Texas homebuyers are scoring discounts in droves.
Three of every four homes in the major cities of Texas sold for well under asking price last year, making Texas one of the most buyer-favorable states in the country, according to Redfin. Nationwide, only Florida exceeds Texas in residential discounts, with West Palm Beach, Fort Lauderdale and Miami pushing Austin to fourth place among the country’s biggest metro areas.
Over 82 percent of homes sold below their original listing price in Austin, the most discounted metro in the state. The share of discounted sales was 79.4 percent in Dallas, 78 percent in Houston and 74 percent in Fort Worth. Altogether, nearly 80 percent of homes sold in the Texas Triangle last year traded at a discount, Redfin shows. Florida tops out with 87.9 percent of homes selling below list price in West Palm Beach and 81.9 percent among all six of the state’s major metros.
The data suggests that sellers are still coming to terms with the end of the pandemic-era boom that gave them the advantage during the early 2020s. With housing inventory pushing levels not seen since 2011 across the Texas Triangle, the question is whether Texas cities are simply returning to pre-pandemic norms or beginning a substantial decline.
“I do have a sense that we’re still seeing the unfair comparison, if you will, to Austin at the peak. And it can skew the perception of how well Austin is doing,” said Vaike O’Grady, market research adviser for Unlock MLS.
Austin-area homes have suffered the greatest drop in value among the top metros in the country since their respective market peaks, according to Zillow. For Austin, that peak was 2022, when the city was enjoying a tech industry renaissance and concomitant migration from California.

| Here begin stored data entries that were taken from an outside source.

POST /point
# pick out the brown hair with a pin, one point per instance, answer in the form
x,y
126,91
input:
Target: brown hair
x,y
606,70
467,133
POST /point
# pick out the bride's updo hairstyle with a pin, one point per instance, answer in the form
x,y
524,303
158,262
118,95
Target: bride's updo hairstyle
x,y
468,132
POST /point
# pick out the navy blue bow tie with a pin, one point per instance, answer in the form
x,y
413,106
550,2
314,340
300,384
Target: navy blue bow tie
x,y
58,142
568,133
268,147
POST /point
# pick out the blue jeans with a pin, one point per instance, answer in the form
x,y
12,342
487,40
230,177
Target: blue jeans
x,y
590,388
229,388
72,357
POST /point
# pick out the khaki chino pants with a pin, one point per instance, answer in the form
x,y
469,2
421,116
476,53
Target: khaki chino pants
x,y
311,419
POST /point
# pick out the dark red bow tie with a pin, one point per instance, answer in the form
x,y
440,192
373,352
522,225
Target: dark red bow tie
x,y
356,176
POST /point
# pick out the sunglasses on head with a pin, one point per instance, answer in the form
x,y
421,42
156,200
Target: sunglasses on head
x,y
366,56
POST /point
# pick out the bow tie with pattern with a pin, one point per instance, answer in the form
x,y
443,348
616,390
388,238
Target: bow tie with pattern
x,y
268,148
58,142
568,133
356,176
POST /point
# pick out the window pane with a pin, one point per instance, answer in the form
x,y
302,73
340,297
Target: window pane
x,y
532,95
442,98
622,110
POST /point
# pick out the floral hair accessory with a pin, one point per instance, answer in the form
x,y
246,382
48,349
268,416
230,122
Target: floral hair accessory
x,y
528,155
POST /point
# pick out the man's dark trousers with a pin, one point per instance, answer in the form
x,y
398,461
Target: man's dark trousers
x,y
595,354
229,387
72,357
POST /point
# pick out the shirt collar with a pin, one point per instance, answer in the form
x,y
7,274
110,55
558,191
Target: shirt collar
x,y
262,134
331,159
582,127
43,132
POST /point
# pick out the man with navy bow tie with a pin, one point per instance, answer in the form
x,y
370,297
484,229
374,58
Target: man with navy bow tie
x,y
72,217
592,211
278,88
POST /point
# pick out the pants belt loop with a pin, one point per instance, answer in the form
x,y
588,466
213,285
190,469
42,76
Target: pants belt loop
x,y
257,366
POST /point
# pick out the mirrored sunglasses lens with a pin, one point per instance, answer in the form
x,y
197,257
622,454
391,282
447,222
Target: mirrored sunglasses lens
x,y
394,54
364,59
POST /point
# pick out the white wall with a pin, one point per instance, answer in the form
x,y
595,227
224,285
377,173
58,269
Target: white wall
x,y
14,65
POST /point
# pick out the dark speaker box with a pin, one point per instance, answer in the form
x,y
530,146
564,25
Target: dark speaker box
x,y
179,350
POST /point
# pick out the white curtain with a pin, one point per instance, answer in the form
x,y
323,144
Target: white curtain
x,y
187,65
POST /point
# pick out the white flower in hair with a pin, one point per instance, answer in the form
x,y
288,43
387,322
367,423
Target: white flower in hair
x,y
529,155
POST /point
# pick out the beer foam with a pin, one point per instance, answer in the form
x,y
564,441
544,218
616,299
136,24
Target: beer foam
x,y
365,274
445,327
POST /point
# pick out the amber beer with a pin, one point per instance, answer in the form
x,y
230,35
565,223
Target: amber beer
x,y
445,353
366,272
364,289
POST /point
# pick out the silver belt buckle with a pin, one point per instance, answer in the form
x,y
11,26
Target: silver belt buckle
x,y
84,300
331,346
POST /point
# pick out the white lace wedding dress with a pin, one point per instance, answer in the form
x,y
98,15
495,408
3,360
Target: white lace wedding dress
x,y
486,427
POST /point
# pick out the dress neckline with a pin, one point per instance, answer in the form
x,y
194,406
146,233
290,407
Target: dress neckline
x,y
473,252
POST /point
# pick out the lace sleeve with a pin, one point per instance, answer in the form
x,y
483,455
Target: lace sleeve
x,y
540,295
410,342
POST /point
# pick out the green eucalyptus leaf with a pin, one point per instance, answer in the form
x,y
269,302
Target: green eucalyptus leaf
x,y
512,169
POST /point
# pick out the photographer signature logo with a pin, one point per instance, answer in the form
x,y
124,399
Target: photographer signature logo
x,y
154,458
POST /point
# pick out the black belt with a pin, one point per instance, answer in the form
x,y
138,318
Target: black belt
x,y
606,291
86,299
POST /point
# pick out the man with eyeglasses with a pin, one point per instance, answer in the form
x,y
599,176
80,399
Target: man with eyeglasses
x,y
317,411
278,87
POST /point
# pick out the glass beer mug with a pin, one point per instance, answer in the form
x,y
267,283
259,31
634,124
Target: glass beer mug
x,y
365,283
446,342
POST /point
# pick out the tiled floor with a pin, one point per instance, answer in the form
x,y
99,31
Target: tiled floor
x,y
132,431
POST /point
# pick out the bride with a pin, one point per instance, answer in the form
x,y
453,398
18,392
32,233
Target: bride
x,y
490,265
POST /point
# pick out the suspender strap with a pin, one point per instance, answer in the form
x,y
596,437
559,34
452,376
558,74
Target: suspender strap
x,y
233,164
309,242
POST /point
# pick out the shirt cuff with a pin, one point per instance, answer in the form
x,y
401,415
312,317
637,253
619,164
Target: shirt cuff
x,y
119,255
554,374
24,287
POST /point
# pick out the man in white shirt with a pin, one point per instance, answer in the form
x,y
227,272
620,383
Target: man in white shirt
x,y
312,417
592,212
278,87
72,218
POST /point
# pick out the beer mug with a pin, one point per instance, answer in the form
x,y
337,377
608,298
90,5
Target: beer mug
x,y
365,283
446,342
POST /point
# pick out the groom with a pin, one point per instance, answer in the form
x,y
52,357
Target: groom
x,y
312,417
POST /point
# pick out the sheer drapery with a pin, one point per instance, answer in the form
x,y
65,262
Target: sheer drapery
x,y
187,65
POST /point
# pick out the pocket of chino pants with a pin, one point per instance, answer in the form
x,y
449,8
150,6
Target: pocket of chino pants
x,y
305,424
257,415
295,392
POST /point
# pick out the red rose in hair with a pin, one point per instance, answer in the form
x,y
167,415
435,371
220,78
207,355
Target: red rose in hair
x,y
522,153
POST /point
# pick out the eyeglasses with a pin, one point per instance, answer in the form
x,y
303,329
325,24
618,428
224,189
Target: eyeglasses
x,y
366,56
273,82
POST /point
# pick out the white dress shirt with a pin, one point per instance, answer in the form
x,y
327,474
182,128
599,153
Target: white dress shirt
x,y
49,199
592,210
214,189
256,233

The post-pandemic decline may already be over, though. Median sale prices and sales activity within the city of Austin itself remained generally stable last year, compared to the year before. Inside city limits, total sales and median prices held flat between 2024 and 2025.
Even so, outlying areas have declined, O’Grady allowed.
“Williamson County did see a significant shift in terms of its median sale price [last year], and that’s probably because there’s so much relatively new inventory. It was such a focus of growth for so many years,” O’Grady said.
Austin doesn’t only have one of the nation’s highest shares of discounted sales; it also saw some of the nation’s steepest discounts. The average price cut for homes that sold below original list price was 9 percent in Austin last year, putting it in 10th place among the country’s top metros, Redfin reports.
Homebuilding also contributed to oversupply in the exurbs around the Dallas/Fort Worth Metroplex, according to Thaddius Watson, vice president of the Greater Fort Worth Association of Realtors.
“Aledo is a prime example,” Watson said. “We’re seeing a lot of development west. Aledo, Weatherford and even further out. South of the Metroplex is the same way.”
Similar to Austin, median sale prices dipped only slightly in the Metroplex — with MetroTex reporting a single-family sale price decline of 1 percent in 2025, year-over-year — but fell steeply in outlying areas like Denton County, which saw a 4.3 percent decline.
“This narrative that the Austin market is in trouble is just false. I think it’s just in comparison to where we were,” O’Grady said.